Assorbito il latte, il baccalà va cosparso con due cucchiaiate di parmigiano reggiano, mescolato senza pigrizia (almeno questa volta!) andando a spezzettarlo bene. A questo punto va aggiunto ancora del prezzemolo, altri due spicchi di aglio e 50 g di filetti di acciuga sotto sale. E poi olio, un bicchiere. Ora la pentola, la stessa pentola, deve essere presa e messa in forno per una decina di minuti.

Ed è fatto, non troppo impegnativo ma da seguire pazientemente, trovandosi qualcosa da fare nel frattempo. Il baccalà si trasforma in una crema che va servita bollente con la polenta abbrustolita, ma anche a temperatura ambiente con crostini di pane caldi, variante che mi permetterebbe di mangiarne chili e chili fino all’estinzione del povero stoccafisso (giàmmai!!).

La mia ricetta è più o meno quella pubblicata sul sito della Dogale Confraternita del Baccalà Mantecato, nella sua variante in edizione veneziana. Non ho messo la cannella, che non mi piace (andrebbe aggiunta insieme al latte)!

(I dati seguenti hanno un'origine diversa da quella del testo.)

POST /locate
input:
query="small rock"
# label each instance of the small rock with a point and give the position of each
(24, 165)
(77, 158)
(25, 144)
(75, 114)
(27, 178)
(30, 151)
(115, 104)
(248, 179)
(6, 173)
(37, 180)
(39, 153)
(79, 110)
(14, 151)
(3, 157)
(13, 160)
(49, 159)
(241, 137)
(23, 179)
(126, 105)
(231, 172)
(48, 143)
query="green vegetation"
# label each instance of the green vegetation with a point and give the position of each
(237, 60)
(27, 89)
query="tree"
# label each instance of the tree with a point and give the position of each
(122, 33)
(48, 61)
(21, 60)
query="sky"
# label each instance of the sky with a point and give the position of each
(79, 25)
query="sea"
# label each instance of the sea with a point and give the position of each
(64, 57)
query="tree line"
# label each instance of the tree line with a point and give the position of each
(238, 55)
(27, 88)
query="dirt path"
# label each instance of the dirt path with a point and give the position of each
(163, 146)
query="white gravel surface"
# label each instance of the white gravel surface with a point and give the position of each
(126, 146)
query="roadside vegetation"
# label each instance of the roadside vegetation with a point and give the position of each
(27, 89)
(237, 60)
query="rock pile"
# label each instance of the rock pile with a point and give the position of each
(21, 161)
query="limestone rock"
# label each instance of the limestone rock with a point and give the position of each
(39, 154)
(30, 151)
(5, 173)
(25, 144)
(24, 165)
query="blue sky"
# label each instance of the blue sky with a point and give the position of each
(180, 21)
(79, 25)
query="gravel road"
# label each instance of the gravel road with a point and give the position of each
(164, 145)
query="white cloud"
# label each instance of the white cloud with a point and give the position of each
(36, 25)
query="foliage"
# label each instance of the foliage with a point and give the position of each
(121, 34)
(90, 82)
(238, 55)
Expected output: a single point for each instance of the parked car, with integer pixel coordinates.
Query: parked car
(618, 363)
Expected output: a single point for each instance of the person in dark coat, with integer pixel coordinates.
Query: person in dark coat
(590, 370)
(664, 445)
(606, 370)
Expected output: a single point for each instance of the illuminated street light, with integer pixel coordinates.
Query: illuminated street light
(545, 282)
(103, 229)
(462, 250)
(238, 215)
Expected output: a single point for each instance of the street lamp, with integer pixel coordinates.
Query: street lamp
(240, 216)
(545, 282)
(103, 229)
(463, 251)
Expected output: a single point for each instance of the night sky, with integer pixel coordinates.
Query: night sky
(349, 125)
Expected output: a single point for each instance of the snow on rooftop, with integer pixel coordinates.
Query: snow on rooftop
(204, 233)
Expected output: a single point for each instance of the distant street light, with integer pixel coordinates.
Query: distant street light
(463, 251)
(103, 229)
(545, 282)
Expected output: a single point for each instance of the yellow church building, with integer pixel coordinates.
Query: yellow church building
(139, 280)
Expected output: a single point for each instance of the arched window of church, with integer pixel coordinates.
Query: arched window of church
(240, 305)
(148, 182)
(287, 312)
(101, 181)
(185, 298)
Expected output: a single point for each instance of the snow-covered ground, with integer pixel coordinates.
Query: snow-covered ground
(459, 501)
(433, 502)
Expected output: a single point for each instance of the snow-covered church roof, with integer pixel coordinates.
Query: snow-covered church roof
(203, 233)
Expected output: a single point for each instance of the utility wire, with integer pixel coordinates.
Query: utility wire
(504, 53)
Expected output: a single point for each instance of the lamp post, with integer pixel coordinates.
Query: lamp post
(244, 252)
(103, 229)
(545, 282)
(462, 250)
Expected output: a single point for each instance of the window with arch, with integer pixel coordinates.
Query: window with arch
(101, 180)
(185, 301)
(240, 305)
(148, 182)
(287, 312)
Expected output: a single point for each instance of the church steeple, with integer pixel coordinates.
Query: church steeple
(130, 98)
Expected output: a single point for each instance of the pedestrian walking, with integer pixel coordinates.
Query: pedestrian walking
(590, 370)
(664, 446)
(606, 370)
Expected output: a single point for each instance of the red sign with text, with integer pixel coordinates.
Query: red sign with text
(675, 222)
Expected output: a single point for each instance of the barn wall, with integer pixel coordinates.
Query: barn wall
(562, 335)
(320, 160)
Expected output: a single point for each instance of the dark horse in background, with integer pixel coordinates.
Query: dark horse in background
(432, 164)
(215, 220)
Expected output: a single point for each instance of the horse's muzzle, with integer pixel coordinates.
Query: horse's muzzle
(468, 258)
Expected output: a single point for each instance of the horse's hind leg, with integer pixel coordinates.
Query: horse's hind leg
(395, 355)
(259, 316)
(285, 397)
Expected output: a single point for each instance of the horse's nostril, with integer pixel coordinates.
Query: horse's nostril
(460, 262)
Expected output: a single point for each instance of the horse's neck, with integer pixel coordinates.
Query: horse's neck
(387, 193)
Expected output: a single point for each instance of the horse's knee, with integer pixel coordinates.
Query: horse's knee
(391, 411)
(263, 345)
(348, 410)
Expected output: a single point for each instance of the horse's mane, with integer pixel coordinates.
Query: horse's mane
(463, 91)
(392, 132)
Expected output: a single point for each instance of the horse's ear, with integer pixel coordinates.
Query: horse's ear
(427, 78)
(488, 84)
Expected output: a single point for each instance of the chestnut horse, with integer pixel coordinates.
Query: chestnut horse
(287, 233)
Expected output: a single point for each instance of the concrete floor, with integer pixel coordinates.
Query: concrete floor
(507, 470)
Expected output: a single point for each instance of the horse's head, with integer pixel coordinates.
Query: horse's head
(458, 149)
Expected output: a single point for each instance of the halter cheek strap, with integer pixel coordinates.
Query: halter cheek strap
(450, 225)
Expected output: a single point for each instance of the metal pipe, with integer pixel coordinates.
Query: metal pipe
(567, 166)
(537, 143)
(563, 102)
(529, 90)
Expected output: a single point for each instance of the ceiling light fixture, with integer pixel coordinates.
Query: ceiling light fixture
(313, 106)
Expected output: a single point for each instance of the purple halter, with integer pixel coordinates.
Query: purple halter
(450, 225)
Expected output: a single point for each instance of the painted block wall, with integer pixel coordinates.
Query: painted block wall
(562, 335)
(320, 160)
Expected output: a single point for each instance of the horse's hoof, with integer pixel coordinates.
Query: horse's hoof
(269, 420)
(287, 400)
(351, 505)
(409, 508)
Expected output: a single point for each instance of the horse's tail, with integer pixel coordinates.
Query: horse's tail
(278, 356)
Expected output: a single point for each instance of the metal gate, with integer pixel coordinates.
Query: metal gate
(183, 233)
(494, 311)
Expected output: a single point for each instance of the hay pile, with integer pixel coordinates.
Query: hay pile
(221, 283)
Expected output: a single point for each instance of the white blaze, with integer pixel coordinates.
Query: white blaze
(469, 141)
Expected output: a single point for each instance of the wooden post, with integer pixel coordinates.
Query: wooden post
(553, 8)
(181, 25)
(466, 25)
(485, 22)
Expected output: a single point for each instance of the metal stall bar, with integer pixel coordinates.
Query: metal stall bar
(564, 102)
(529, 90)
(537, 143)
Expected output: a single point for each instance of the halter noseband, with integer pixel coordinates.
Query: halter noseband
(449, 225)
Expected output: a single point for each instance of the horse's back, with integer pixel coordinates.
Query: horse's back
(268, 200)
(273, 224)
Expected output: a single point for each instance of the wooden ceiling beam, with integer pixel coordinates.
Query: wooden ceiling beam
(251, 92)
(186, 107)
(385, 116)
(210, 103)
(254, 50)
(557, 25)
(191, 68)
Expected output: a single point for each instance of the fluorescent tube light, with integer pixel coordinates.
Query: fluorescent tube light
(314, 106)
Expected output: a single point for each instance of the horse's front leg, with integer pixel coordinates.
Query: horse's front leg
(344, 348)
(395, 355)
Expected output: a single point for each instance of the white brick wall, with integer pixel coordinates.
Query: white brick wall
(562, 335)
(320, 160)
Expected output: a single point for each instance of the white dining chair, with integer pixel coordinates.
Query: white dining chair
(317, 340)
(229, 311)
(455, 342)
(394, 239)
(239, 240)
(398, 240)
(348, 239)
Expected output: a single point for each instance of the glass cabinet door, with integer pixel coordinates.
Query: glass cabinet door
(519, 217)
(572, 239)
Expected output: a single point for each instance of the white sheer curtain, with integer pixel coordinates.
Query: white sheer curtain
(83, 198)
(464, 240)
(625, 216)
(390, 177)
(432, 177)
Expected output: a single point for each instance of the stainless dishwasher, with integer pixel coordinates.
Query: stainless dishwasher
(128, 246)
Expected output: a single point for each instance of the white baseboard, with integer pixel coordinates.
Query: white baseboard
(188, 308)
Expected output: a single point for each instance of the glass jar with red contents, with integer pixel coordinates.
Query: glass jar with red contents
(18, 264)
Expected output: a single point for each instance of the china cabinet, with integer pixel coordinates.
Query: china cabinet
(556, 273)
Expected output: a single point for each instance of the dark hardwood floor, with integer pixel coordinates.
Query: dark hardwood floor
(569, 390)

Ora il baccalà è pronto e ne gusto un po’, tiepido sul pane mentre finisco di leggere le ultime righe del mio libro. Il bello della cottura lenta, degli stufatoni, della cocotte, è proprio questo: quello che si fa mentre la preparazione procede.

O quello che non si fa.

Questa ricetta mi frulla in testa da un po’. Ho colto l’occasione per non-realizzarla in occasione della sfida lanciata da Sigrid – Cavoletto di Bruxelles: in palio c’è la pentola Le Creuset ideale per questa preparazione e rossa come la mia cucina. E speriamo di poterlo fare davvero, questo baccalà, con l’aiuto di un formidabile strumento.